Aprendimos con algunos de los libros de W. G. Sebald, por ejemplo Vértigo pero también puede ser Los emigrados o Los anillos de Saturno, que ficción y objetividad no son opuestos. Estas narraciones, para usar un término neutro y político al mismo tiempo, exigen una lectura como pieza de ficción. En ellas leemos algo que pudo haber ocurrido pero que su autor alteró, falseó e inventó. Asimismo, su nombre civil aparece en el texto. Sin embargo, esos nombres, fechas, lugares son “usados” en lo que se conoce como “efecto de realidad”, el pacto de lectura que refugia, contiene y abriga a ese lector in fabula. Al otro, también. Ese efecto, a su vez, tiene un refuerzo contundente que está en las imágenes que acompañan, van al lado, --¿cómo decirlo?--, de sus textos. Lejos de ser una “ilustración” de la letra son su densidad y su desvío. Lo que aportan es menos un complemento que la forma de un reflejo distorsionado que se vuelve sobre sí.

Esta categoría, aunque resulte a primera vista paradójica para el análisis de unas fotografías que son, como en el caso de Bruma de Santiago Porter, edificios, monumentos y paisajes “reales”, se vuelve luminosa. El proyecto de Porter, uno de larga duración que integra esas tres partes y un libro de Ediciones Lariviere con un texto de Paola Cortes-Rocca bajo un título difuso y poético, consiste en la busca de imágenes a las que se les puede adherir una historia. O mejor dicho, relatos que lo lanzaron a capturar esas imágenes. O la historia de un período del  Estado, el argentino, contada a través de su arquitectura y sus espacios. O la edificación de sitios, el esqueleto de un proyecto de país, su enfermedad y su decadencia.

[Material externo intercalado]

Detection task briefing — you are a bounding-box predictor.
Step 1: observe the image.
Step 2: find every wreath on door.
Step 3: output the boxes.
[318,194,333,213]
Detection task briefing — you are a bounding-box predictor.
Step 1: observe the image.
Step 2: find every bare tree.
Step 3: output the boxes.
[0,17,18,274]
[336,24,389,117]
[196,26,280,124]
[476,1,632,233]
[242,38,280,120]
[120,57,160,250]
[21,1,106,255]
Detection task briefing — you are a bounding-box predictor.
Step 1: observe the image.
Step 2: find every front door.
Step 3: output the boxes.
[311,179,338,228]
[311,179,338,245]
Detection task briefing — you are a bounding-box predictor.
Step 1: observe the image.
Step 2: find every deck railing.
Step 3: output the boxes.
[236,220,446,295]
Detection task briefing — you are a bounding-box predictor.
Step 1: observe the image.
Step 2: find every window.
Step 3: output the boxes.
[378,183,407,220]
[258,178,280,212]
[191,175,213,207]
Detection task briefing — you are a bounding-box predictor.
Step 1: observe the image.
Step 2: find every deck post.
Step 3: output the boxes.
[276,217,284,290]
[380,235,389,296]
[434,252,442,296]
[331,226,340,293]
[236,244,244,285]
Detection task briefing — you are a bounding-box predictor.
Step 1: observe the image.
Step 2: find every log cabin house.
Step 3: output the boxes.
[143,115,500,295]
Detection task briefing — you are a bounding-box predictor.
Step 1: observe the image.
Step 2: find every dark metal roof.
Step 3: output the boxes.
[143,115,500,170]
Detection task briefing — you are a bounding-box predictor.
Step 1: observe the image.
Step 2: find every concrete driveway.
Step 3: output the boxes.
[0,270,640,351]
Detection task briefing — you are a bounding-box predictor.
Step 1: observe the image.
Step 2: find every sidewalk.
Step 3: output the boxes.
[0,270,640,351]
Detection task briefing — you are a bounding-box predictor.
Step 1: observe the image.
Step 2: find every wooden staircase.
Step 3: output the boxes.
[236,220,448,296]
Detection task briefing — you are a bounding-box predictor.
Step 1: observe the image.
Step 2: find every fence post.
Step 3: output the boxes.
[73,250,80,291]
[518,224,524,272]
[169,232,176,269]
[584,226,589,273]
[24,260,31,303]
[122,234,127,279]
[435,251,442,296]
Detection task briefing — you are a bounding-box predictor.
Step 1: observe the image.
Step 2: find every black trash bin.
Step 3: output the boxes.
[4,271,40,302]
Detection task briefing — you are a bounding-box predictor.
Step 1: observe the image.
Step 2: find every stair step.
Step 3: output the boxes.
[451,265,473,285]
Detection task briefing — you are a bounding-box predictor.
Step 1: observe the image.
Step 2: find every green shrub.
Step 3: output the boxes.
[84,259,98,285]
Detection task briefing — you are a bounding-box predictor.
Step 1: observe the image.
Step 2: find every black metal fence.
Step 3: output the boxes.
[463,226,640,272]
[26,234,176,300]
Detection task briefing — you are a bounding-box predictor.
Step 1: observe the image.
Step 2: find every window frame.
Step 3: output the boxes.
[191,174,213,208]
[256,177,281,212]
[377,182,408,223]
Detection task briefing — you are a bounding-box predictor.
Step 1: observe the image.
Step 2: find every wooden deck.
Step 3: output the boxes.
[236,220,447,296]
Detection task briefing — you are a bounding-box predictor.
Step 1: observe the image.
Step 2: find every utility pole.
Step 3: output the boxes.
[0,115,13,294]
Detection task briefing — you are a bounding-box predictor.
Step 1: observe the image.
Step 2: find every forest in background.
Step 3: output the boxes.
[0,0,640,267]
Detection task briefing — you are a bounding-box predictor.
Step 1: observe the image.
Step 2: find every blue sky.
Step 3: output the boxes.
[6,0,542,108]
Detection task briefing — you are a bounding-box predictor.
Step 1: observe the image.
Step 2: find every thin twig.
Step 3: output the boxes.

Porque poco importa si antes o después para detener el tiempo en las fachadas de los edificios públicos para que el hongo de la historia empiece su tarea. Congelar el instante para que emerja una noción de eternidad aparente en la serie que refiere a los monumentos; para tallar el que los reúne a todos ellos: el de la obsolescencia premeditada. La ruina a estrenar. Lo que resta, el sedimento en el que se acumula la desidia, la negligencia, el abandono, la corrupción. El paisaje devastado, el cementerio de autos, la arrasadora fuerza de la naturaleza contrariada, la vista aérea del desastre son la manifestación de aquello que no se manifiesta enseguida.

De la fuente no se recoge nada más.